Canada: Canadian Economy to Improve in 2017 after a Resilient 2016

3/22/2017 - Report
ic_blogtagCanadaCountry Risk

Country Report

The Canadian economy was resilient in 2016 despite still low oil prices, and the Alberta wildfires which were the costliest natural disaster in Canadian history.  The fires caused Q2 GDP to fall -1.2% q/q annualized and drove the full year rate down to only +1.4%, masking the strength the rest of the year which provided numerous upside surprises. The factors which created those upside surprises will also lay a foundation for continued strength in 2017, which we expect to grow +2.1%.

The services sector has been very stable throughout the recovery and will provide a basis for continued growth in 2017. The energy sector, which finished the year growing +5.5% y/y might have hit bottom as the majority of bankruptcies and consolidations may have worked their way through the system. Commodity prices are rebounding, typically a strong sign for Canada. Leading indicators from the Bank of Canada (BoC) Business Outlook Survey and the CFIB Business Barometer point to strength through the year. 

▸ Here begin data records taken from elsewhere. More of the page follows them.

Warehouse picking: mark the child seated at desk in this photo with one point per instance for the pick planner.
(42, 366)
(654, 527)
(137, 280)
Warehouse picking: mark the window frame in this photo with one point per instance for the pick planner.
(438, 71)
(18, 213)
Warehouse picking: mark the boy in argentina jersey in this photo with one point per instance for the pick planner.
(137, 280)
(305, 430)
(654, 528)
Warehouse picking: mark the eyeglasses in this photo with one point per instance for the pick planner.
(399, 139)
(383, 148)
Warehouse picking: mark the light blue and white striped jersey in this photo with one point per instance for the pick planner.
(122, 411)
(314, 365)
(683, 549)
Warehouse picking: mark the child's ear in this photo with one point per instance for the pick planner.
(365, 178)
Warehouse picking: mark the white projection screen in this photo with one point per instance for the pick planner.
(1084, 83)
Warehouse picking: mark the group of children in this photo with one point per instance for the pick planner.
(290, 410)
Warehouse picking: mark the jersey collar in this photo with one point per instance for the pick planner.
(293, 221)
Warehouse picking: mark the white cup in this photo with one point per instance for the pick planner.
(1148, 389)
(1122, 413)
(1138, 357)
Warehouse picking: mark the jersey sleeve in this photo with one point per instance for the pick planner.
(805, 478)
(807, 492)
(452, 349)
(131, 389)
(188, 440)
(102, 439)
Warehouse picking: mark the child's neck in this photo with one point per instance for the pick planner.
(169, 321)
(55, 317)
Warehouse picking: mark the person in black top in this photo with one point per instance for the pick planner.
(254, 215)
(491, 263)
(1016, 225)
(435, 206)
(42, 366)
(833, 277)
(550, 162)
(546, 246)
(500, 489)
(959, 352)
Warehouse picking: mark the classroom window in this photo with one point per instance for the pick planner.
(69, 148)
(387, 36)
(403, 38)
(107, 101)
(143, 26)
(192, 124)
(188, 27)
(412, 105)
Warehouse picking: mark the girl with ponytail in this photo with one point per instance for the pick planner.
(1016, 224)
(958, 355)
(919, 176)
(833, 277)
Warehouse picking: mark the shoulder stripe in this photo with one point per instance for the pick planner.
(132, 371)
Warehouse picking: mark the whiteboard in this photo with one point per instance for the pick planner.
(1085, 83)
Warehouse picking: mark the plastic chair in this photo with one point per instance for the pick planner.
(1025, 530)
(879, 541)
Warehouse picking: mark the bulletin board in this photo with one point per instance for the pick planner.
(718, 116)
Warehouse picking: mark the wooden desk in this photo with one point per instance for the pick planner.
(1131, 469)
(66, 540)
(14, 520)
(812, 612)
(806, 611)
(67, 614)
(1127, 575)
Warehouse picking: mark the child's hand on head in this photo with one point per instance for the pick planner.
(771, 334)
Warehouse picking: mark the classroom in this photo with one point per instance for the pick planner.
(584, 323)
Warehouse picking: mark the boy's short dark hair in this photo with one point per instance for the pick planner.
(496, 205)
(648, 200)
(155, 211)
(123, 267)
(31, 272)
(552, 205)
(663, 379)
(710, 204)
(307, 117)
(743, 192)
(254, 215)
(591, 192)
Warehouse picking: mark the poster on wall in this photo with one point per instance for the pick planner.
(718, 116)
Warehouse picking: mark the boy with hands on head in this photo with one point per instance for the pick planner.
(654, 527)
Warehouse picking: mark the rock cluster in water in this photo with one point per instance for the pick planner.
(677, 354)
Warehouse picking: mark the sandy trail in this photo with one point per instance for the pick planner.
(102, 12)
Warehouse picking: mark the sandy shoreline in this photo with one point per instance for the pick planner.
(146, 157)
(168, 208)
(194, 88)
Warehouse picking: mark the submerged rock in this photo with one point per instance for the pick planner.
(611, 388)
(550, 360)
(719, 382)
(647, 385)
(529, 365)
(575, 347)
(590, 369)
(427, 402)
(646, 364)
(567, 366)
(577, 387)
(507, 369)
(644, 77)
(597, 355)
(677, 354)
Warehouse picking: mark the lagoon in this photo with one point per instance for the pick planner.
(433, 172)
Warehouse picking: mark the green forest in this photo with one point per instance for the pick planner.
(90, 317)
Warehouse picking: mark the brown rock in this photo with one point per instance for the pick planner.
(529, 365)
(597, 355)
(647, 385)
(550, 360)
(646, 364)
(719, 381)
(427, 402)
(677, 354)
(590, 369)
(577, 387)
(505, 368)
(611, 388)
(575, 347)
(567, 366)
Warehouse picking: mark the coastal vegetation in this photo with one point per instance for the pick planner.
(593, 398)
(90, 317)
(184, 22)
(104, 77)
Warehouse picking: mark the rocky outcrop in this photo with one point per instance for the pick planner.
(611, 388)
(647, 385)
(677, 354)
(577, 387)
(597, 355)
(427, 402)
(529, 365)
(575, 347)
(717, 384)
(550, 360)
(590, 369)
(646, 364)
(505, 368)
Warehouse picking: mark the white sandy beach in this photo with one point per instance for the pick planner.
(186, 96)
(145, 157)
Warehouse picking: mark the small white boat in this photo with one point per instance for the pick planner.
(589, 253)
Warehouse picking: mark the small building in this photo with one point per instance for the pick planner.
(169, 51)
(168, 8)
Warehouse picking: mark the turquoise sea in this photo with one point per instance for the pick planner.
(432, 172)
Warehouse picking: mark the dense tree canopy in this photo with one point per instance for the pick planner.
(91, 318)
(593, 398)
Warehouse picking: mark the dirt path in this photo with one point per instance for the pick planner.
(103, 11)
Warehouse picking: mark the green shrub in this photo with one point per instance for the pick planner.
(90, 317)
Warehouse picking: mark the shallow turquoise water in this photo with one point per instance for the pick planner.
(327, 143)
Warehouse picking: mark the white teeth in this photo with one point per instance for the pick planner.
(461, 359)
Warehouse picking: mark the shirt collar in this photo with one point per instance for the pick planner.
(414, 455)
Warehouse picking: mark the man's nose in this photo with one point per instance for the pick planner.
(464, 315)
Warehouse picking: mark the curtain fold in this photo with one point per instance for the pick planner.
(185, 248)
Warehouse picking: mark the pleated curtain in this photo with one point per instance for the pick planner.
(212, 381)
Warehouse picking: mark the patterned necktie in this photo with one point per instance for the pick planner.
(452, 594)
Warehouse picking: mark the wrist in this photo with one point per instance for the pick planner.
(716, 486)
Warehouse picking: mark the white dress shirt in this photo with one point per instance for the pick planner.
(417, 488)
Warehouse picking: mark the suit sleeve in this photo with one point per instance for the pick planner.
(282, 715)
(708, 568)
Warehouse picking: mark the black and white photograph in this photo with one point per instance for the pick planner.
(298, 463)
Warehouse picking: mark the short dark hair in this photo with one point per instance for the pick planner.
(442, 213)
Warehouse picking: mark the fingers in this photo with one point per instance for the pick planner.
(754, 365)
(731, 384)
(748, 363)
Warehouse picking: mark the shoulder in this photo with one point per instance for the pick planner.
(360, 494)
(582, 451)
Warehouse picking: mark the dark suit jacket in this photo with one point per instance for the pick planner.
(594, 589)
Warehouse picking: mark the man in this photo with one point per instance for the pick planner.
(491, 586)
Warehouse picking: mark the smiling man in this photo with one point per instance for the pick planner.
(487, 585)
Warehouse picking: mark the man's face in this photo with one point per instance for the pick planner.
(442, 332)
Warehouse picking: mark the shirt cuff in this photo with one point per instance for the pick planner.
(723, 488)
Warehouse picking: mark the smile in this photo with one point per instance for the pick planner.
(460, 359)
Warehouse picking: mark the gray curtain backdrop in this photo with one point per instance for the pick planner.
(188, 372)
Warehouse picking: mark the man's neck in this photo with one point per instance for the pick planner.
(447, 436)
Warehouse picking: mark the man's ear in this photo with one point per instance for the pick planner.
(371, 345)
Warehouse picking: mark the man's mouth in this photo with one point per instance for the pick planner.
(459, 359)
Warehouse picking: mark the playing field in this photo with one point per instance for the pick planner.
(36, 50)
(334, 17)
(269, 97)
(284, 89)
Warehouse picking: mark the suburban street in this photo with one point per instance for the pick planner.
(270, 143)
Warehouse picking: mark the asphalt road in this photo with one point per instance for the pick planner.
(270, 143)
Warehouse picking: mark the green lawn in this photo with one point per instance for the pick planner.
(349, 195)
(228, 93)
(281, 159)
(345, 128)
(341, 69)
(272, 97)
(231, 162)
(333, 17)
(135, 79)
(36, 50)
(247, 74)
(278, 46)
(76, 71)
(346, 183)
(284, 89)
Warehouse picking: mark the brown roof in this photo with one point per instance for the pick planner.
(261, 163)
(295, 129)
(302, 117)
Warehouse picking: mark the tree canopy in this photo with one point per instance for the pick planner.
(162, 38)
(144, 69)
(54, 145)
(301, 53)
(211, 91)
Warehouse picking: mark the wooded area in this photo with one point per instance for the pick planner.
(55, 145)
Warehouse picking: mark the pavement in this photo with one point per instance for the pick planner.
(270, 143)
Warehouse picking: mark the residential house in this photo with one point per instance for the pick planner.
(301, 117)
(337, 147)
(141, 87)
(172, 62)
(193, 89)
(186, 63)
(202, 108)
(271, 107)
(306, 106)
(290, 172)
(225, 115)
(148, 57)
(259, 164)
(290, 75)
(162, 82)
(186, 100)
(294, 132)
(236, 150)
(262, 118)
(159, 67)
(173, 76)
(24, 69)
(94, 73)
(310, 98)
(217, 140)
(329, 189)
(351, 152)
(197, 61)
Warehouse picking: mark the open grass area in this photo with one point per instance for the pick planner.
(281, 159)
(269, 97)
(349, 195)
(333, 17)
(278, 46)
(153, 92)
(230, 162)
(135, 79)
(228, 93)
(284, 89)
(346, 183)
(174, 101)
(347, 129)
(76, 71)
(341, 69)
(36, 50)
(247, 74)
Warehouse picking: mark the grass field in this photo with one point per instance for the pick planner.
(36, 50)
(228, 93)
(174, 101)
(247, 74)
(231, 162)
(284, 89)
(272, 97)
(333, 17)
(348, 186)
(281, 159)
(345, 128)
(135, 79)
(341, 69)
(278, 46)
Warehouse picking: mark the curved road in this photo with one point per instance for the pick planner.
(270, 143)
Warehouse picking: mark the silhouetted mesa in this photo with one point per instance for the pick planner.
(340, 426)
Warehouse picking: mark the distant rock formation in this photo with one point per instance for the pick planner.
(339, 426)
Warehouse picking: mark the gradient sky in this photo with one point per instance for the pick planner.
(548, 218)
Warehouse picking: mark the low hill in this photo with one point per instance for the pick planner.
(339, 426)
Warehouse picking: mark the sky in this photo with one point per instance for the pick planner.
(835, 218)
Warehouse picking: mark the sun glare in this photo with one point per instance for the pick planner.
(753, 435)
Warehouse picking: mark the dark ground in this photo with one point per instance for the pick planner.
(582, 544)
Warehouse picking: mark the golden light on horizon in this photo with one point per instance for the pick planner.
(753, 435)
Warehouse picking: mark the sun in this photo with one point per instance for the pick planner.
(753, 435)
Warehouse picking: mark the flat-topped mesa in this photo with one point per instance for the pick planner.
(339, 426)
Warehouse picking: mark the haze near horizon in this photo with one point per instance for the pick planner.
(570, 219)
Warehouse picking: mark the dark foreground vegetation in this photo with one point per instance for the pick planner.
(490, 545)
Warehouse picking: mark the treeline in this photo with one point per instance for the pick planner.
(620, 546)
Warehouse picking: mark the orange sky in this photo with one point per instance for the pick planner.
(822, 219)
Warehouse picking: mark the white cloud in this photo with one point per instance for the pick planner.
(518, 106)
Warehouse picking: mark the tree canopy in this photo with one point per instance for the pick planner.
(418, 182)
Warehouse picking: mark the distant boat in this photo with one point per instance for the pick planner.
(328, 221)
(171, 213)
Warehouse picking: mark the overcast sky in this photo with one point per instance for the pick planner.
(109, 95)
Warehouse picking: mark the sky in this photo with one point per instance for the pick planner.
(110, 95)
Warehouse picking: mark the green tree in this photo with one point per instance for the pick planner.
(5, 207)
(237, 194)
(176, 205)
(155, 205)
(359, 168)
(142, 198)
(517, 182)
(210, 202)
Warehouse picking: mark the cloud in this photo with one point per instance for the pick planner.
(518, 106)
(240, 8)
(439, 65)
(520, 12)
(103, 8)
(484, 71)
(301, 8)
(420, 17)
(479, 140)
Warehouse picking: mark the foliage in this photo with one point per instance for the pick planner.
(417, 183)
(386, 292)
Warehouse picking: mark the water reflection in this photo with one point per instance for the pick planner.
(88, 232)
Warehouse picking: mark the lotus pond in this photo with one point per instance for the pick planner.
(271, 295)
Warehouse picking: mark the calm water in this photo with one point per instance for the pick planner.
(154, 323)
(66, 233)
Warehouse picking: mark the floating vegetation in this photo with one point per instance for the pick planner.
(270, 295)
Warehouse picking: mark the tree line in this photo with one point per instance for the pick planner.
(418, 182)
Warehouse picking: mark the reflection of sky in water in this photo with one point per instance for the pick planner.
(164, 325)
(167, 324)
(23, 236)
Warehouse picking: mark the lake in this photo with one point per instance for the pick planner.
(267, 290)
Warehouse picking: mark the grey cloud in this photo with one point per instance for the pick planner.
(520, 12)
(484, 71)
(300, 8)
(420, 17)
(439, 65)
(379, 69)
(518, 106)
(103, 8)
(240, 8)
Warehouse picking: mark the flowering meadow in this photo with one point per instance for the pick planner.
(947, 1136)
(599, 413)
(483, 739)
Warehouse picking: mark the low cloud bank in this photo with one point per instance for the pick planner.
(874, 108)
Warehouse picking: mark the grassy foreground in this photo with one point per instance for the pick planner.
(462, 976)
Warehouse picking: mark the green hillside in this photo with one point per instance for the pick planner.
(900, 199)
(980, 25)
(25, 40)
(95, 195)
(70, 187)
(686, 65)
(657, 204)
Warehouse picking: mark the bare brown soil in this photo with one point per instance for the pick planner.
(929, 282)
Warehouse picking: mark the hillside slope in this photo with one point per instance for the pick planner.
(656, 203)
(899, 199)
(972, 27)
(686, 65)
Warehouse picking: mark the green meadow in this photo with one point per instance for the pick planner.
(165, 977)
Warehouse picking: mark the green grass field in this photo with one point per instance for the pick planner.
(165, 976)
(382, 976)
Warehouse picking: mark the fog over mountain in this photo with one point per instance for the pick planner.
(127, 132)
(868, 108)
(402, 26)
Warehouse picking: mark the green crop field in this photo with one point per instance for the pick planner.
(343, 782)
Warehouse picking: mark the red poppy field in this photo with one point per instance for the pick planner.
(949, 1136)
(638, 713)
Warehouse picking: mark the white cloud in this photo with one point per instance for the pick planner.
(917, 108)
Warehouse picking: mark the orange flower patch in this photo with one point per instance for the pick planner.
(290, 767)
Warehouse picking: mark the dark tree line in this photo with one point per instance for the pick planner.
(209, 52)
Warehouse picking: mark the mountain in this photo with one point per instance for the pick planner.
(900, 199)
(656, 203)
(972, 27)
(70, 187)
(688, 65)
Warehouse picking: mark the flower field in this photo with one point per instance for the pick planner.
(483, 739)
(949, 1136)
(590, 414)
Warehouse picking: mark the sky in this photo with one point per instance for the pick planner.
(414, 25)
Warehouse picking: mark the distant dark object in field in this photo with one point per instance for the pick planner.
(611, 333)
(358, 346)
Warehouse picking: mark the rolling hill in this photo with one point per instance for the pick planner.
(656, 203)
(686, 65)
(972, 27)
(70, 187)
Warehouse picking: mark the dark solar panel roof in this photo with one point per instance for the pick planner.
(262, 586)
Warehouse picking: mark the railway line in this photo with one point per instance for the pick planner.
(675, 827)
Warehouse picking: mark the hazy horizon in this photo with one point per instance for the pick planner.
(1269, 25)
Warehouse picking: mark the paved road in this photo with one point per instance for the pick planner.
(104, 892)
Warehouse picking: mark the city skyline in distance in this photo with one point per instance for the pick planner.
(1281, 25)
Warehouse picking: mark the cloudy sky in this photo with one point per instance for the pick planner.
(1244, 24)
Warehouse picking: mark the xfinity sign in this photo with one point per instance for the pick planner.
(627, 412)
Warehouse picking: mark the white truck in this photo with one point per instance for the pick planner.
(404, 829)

On the manufacturing side, leading indicators are also robust with new orders up +6.8% y/y in December and the inventory/sales ratio down at the lowest level in six years. The employment situation is encouraging as job growth is actually accelerating from only +0.4% y/y in July ‘16 to +1.6% y/y in February ’17. At the same time, the unemployment rate is historically low at 6.9% vs a long-term average of 7.7%, while the participation rate remains near average at 65.8%, all of which will promote robust consumer spending which grew +2.2% in 2016. Fiscal policy remains stimulative. 

Monetary policy is very accommodative and will remain so through 2017 as the BoC faces stubbornly low inflation. In turn, a loose BoC and a tightening Fed will also keep the CAD weak vs. the USD, making Canadian exports more competitive. Exports will also benefit from a stronger US economy in 2017 which will stimulate demand for Canadian goods. Clearly the outlook for 2017 is brighter, and as a result we expect bankruptcies to continue to creep down, falling -1% through the year.